メリー

「コンビニにいるけど何かいる?」って愛だと思う。愛されていると感じた瞬間って?

なんだか胸がぎゅんとした。

講義終わり、家に寄るって彼からの連絡。

もう何度目かもわからない、私と彼にとっては何気ない一日。

ーピコン、と電子音。

「コンビニいるけど何かいる?」のメッセージ。

なぜかわからないけど、無性に愛おしく感じた。

上手く説明できないけれど、些細な日常に、瞬間に、私がいるんだなって。

ああ、そういえばあの時も、この時もそう感じることがあった。

愛されていると感じた瞬間■迷ったら、はんぶんこ優柔不断なわたし。

いつもメニュー決めは大変。

「どっちで迷ってるの?」「これとコレ」「じゃあコレ頼むから、それ頼みなよ」って。

わたしが食べたいものがふたつあると、彼はいつもそうしてはんぶんこしてくれる。

「俺も両方食べられるからいいよ」なんて。

なんか、うん。

ずるいね。

■些細な変化に気付いてくれる「あれ、リップ変えた?」それが全てかと聞かれたら、決してそうではないけれど。

些細な変化に気付いてくれるのはやっぱり嬉しい。

全部気付いてほしいだなんて思わないけど、彼に可愛いって思われたくて買った新しいリップは、彼に褒められて初めて意味をなすものだと思うから、胸が踊るほど嬉しいんだ。
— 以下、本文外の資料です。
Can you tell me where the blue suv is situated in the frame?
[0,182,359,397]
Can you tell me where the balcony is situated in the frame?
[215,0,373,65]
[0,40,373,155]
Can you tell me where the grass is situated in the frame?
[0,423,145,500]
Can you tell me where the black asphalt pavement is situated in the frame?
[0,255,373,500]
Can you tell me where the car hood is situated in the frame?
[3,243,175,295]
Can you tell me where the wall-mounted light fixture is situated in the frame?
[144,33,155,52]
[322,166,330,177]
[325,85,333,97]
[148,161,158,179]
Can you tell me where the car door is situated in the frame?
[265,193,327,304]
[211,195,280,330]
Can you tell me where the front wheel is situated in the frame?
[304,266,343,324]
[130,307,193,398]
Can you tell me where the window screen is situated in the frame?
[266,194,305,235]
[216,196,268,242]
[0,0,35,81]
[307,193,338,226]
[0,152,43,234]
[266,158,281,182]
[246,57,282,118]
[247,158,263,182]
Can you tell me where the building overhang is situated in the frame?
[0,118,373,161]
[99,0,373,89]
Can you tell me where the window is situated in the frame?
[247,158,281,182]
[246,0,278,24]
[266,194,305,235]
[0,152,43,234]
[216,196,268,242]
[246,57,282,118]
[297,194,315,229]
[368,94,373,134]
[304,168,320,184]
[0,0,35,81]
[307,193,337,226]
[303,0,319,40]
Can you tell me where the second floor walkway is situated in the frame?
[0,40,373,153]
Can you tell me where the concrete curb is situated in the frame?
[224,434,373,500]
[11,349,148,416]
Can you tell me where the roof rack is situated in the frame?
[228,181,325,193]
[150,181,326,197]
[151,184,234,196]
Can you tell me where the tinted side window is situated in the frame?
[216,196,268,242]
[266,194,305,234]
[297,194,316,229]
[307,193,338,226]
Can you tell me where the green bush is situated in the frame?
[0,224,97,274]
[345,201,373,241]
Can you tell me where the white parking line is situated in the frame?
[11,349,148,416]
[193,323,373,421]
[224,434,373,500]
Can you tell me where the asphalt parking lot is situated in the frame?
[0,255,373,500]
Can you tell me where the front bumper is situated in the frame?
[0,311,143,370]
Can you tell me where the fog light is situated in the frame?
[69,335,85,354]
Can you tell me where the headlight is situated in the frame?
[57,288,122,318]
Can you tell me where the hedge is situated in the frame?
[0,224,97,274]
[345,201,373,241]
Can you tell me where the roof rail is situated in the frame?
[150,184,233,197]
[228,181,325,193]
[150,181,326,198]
■バイバイしたのに、すぐ連絡がくる「じゃあね」って、永遠の別れではないのに、別れ際はいつも寂しい。

「今日も楽しかった」って彼から連絡が。

いつも、別れてからすぐに連絡をくれる気がする。

別れ際が名残惜しいのも、すぐに繋がっていたくなるのもわたしだけじゃない気がして。

心が満たされるんだ。

■好きなものを覚えててくれる「そういえば、あれ好きだっていってたよね?」近くに美味しいお店ができたらしいから、行く?って一言。

覚えててくれたんだ、って頬が緩む。

ガタンゴトンと電車が揺れる。

揺れるたびに、気持ちが膨らむ。

あたしは彼が好きなものをいくつ知ってるのかな。

これじゃあ一生勝てっこないね。

■お互いに電話が切れない時「明日、早いんでしょ?」「……うん」「もう切る?」決定権をわたしに与えるのはずるいね。

もう切る?だなんて、答えようのない問いかけに黙り込む。

このままじゃらちがあかないから、せーので切ろうだなんて。

「せーの、」よくある話の、よくある展開。

けれど自然に口角が上がって、心がじんわり温かくなるのはあたしだけなのかな。

■ふいに写真を撮られた時「パシャっ」シャッター音が聞こえて振り返る。

彼は何食わぬ顔をして、隣を歩き始めた。

「撮ったでしょ」「うん、撮った」「いつも写真に写ってくれないくせに自分だけずるい!」だって、可愛いから仕方ない。

なんて、ね。

重さより、深さ確かな言葉は減ったかもしれない。

けれどいつだって愛されていると感じさせてくれる瞬間がそこにはあった。